Provided they are willing to accept and disclose the outcome of research, even in the event of it being unsuccessful, there is no reason why industry commissioned clinical trials can’t be every bit as valuable as their academic counterparts.

That is an ideal world though. In the real world there have been several high profile examples of industry sponsored work with major question marks hanging over them.

The Proof of the Pudding

If you are trying to evaluate a supplement or ingredient then one more thing you want to pay attention to is this – how is the success measured? I have seen so many studies where the researchers used something which I consider to be subjective.

How many bench presses the subjects could do. How far they could swim. How many squats they could do.

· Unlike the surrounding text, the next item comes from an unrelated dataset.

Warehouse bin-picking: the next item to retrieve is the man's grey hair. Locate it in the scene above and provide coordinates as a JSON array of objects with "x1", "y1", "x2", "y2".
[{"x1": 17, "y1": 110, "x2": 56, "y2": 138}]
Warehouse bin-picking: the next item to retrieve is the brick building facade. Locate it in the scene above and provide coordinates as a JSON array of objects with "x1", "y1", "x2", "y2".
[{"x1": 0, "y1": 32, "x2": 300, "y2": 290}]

There are a million reasons why you could end up doing more squats. Did the children keep you awake all last night? Did you have your porridge in the morning? How much water did you drink before you went into the gym?. Stressed at work and unable to concentrate? Etc etc, you get the point.

If the idea is to measure testosterone then why not….. measure testosterone? Draw blood and run bloodwork. It seems the obvious thing to do but seemingly it’s not that common. It tends to (understandably) be done when the trial is run in a University Hospital, or when the patients are undergoing the trial as a part of some other study.

It would be much more useful if this were always done.

Conclusion

All trials are not born equal. Be wary of extravagant claims like ‘Proven to increase testosterone by 24% in only 3 days!” and the like. You have a choice, you either dig deeper and spend a lot of time poring through abstracts and the detail (where the devil lurks) of these studies.

Or… you let us do it for you. You’ll find that we quote and summarise the studies in our supplement and ingredient reviews so you can check the facts if you want to.

tl; dr ... Short and to the Point
Who is this article aimed at?
Those how want to find out more about clinical trials. What the terminology means, how you can begin to establish what makes for a clinical trial worth taking note of...... and what is a half-baked marketing campaign.
I am busy - summarize it for me

All clinical trials are not created equal. There has been an explosion of them in recent years, the Journal of the American Medical Association found that many were flawed.

We look at some of those flaws and explain what consitutes a good trial. Randomisation, control groups, blind (or double blind) trials, the corporate affilations and the measurement techniques.